The way we measure things couldn't be more important. Decimal-based fundamental units have united societies around the globe, ensuring that when things like commodities, time, resources, and knowledge are traded, everyone can agree on what is actually there. (And that we know where the pokémon are.) This is encapsulated in the science of metrology.
A goal of metrology has been to tie all of our units of measurement to a constant, so their basic nature stays the same across the universe. For example, the base unit of time—the second—is 9,192,631,770 periods of a kind of cesium atom, and the meter is actually the distance light travels in a specific fraction of a second. Both of these will not change, wherever or whenever you are in the universe.
But what about the kilogram?
Believe it or not, our current measure of the kilogram is… a lump of metal. In France.
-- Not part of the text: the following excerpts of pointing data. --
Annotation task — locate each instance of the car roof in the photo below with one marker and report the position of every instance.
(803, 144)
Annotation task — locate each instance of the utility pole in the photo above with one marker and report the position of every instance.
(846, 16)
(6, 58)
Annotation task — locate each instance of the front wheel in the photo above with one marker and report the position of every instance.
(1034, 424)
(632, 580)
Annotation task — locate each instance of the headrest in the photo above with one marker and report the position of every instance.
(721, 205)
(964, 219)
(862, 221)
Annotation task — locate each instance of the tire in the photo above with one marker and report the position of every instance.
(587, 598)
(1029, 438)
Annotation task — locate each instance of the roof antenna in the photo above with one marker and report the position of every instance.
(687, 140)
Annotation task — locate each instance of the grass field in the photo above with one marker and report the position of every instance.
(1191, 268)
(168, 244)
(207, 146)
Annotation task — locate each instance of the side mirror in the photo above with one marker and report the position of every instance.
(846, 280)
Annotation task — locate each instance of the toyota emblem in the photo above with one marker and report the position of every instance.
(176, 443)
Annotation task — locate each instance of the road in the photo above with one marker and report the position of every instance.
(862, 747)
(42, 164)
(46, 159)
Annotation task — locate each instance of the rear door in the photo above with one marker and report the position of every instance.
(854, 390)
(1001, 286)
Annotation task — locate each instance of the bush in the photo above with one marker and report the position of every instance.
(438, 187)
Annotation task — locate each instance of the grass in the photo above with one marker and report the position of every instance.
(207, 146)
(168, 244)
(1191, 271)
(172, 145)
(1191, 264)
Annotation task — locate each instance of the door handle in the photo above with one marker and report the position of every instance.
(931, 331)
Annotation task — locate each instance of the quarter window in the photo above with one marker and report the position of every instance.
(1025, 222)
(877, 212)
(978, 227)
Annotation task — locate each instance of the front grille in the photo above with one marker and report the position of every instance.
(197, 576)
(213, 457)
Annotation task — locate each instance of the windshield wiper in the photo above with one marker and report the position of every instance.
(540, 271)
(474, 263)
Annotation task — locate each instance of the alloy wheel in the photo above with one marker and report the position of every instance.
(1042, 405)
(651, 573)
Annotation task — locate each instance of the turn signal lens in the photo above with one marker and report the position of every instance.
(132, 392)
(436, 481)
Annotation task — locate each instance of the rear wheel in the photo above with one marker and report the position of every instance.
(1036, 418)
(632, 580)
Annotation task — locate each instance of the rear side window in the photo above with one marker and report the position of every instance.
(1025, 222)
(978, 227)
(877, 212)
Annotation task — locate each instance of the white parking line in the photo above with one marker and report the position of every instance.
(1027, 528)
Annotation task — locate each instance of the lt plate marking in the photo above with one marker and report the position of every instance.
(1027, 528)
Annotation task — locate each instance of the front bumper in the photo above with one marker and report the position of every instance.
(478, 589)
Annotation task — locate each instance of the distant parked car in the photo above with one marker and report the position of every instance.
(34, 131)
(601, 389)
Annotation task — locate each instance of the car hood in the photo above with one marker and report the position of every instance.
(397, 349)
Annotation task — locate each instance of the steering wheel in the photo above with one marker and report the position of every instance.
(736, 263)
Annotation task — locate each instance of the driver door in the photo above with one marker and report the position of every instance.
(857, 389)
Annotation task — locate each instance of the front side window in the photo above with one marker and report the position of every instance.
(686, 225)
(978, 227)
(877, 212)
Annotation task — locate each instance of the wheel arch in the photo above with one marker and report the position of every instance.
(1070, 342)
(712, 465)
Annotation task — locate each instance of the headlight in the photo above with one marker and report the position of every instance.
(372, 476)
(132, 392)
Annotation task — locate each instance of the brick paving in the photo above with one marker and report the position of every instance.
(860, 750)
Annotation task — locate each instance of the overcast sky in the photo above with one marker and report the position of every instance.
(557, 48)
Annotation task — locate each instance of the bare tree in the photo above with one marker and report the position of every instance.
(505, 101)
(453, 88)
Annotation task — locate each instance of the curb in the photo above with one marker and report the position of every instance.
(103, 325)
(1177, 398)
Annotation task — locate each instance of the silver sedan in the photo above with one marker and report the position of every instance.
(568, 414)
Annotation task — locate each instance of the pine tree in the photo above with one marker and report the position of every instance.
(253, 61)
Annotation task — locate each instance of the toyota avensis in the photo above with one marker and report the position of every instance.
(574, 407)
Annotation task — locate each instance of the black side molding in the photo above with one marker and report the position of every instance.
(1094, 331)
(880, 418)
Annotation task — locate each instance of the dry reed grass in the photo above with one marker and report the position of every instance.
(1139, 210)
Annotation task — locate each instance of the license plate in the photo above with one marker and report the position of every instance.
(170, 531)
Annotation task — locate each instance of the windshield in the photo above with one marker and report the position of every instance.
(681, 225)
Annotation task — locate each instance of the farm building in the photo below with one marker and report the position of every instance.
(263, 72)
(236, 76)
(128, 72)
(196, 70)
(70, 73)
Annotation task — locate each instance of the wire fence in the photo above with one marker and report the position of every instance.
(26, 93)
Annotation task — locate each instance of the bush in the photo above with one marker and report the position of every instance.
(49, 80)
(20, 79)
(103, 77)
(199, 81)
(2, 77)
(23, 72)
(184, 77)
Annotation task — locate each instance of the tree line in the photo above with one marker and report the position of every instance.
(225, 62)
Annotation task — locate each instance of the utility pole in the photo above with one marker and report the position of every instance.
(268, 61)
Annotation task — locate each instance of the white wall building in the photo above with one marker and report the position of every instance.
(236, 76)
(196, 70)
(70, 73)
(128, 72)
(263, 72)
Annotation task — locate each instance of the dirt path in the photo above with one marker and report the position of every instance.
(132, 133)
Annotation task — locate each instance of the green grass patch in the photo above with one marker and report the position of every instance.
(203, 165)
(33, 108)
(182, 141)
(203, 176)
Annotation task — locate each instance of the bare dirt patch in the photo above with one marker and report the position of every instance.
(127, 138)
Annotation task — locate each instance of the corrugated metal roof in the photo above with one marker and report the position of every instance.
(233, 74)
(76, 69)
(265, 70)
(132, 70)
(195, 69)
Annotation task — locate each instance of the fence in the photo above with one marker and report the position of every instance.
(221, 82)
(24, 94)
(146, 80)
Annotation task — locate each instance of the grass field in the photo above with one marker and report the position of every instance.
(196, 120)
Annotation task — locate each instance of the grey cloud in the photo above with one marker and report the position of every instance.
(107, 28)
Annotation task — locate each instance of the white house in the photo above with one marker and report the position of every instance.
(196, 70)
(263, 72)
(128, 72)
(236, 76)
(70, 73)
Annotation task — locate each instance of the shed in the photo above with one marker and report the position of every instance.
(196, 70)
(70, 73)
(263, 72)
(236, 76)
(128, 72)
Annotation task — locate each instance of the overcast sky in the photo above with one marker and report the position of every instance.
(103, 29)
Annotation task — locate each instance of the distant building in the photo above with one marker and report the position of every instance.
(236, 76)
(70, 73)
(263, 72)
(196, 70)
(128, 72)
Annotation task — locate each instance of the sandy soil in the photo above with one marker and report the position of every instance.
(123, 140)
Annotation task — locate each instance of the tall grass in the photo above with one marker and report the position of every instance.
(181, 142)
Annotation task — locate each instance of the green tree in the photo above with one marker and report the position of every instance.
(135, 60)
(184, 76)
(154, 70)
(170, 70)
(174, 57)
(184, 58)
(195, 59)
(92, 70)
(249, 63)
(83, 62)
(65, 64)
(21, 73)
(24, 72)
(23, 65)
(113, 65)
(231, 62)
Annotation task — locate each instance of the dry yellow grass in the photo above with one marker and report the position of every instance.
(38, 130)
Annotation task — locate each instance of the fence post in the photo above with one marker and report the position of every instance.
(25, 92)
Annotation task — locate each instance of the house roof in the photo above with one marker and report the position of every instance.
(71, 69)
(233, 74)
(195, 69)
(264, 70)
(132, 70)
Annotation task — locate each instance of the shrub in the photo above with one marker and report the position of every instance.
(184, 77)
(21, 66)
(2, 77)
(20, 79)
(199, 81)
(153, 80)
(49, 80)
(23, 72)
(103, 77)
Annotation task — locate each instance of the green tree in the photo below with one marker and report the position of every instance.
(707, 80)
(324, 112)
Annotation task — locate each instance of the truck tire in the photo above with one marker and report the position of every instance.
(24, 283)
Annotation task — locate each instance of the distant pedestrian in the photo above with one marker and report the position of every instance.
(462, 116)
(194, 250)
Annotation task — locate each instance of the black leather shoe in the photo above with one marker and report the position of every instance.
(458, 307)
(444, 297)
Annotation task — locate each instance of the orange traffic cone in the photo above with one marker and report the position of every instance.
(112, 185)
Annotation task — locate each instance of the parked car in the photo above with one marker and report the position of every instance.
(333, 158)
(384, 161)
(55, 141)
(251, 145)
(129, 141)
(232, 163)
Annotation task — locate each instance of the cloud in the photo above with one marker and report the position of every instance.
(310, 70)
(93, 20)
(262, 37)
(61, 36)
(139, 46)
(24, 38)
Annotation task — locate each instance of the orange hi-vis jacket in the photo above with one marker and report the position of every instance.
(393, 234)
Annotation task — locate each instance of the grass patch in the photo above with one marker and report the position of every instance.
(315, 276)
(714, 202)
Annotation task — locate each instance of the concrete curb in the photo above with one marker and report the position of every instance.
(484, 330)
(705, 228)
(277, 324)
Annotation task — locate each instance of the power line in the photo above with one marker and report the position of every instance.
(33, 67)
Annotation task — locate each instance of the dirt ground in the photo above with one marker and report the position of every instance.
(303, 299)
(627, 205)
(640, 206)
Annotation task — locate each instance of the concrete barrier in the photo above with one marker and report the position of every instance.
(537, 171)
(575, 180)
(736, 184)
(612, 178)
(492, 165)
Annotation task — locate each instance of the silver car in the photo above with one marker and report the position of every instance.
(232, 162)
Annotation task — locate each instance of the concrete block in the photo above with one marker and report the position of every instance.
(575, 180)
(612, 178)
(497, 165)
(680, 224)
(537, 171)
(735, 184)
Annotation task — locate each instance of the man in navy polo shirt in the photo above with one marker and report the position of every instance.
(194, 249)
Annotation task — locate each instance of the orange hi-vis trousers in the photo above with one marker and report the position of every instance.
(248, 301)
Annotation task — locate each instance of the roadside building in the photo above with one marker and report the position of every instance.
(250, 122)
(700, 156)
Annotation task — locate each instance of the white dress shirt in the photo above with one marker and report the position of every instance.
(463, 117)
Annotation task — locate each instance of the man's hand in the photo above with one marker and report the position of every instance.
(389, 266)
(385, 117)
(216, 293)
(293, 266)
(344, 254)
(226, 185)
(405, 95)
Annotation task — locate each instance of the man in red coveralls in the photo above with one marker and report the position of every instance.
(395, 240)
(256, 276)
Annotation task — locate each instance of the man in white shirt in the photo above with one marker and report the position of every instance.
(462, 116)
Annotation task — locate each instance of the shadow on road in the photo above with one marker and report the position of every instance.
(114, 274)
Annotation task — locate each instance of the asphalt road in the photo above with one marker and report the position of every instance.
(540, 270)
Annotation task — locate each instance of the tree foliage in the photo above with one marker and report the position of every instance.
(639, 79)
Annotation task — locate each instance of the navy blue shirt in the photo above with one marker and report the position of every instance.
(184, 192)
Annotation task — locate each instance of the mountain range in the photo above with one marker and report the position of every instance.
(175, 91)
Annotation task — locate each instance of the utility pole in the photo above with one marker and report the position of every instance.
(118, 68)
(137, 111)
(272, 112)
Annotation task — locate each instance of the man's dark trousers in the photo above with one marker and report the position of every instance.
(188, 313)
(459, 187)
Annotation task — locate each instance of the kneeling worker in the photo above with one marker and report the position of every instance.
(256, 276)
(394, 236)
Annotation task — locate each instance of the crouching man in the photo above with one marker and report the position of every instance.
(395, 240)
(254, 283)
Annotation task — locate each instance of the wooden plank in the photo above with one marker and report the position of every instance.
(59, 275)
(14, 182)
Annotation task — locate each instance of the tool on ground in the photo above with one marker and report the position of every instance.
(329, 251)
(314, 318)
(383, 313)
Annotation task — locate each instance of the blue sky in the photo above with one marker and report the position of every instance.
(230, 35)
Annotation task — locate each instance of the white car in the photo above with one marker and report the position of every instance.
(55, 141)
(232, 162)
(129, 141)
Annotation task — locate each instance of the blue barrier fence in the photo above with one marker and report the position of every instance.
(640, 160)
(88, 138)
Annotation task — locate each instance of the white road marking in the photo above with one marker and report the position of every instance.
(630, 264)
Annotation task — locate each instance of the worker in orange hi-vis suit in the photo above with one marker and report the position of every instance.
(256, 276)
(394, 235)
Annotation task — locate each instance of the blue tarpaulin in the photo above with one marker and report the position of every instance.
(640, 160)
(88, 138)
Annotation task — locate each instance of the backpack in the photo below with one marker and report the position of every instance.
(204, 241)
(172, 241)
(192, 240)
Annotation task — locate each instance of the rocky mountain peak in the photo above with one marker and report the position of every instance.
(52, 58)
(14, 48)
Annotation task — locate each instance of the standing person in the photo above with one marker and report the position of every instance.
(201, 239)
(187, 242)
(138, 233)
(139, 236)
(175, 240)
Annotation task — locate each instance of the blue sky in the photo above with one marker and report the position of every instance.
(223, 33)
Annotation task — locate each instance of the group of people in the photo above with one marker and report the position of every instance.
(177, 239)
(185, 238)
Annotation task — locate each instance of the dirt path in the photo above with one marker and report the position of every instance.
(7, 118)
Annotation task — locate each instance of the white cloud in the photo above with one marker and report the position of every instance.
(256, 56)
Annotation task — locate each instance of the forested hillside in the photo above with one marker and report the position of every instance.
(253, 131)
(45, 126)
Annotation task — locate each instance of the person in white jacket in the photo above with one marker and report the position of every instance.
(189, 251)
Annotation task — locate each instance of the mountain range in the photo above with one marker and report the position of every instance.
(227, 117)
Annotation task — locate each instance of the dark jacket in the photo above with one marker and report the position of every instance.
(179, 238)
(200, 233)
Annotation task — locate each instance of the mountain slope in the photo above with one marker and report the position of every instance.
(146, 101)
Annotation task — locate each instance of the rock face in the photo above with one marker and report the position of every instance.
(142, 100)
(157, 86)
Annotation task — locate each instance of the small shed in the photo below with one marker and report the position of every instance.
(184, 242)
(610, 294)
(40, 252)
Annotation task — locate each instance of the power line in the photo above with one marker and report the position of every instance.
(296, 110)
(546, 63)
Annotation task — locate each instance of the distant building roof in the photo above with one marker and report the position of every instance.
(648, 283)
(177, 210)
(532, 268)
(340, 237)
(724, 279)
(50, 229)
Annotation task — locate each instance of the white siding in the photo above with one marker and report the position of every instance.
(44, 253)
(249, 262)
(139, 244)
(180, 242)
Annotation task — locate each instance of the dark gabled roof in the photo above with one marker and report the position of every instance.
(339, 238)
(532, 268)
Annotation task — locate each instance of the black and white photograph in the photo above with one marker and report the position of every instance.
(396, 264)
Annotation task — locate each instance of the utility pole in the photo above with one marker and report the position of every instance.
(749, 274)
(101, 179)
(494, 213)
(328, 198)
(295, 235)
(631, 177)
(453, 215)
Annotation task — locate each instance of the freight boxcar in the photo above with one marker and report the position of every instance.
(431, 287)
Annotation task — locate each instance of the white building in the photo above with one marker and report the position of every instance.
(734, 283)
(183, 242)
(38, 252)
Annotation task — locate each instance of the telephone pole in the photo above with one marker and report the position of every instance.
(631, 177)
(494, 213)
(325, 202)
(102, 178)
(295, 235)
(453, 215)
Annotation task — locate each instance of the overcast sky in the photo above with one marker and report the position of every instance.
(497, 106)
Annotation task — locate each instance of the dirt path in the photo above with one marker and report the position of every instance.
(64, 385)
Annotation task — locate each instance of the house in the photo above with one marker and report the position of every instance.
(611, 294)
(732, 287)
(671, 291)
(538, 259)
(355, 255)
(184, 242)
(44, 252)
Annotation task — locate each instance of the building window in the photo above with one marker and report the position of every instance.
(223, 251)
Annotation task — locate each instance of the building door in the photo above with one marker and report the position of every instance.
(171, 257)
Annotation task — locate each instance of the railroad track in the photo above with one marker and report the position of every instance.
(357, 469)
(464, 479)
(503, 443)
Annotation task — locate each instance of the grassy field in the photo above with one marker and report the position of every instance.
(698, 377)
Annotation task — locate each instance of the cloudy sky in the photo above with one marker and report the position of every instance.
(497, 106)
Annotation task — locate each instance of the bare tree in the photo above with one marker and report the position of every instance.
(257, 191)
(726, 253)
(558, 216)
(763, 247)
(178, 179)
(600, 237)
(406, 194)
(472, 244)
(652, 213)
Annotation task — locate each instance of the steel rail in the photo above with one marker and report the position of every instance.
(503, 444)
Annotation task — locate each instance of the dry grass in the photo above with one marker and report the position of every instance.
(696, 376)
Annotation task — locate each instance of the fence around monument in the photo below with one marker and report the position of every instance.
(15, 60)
Specifically, the International Prototype of the Kilogram (IPK), a platinum and iridium cylinder, is the last physical standard. It has not held up well over the last two decades.
In the late 80s, during a rare calibration, the IPK (or 'le grand K') was found to be slightly lighter than the rest of the copies around the world. This was a massive problem.
"Think of the [IPK] as this seething, boiling thing," said Wood. "It's not this intrinsic thing. It's changing all the time." We need to define it in a way that will be stable forever, and that's what the watt balance will do.
Resting on a yellow pedestal that reaches all the way to the bedrock beneath the city to diminish vibrations, the watt balance looked pretty dang fancy. In the center of one side was a weight placed on a clear Pyrex lattice, which has coils of copper-coloured wire wrapped around its arms and another copper coil to create a drive motor on the other.
The watt balance performs measurements in a very similar way to a classical scale balance (it compares two different forces), but it replaces the pull of gravity with the force of electromagnetism. The watt balance was invented in 1975 by Bryan Kibble from the National Physical Laboratory in the UK. Kibble passed away earlier this year, coming very close to seeing the conclusion to work that's spanned four decades now.
All this effort to pin down the kilogram has had an interesting side effect, Wood explained to me: It's helped scientists redefine Planck's Constant. Physicists are working on reducing the uncertainty of the value (Canada's watt balance measured the most accurate figure in 2014). After two years of taking apart and carefully reassembling the watt balance, they've returned with an even more precise number.
"The final numbers will be settled after July the first, next year," said Wood. "And then hopefully we'll have re-definition in 2018. [After] the fixing of values of fundamental constants."
As for the kilogram, Wood tells me that if all goes well, you and I will never notice the change: 1 kg will still be 1 kg, but a global effort will guarantee that it will be that way forever.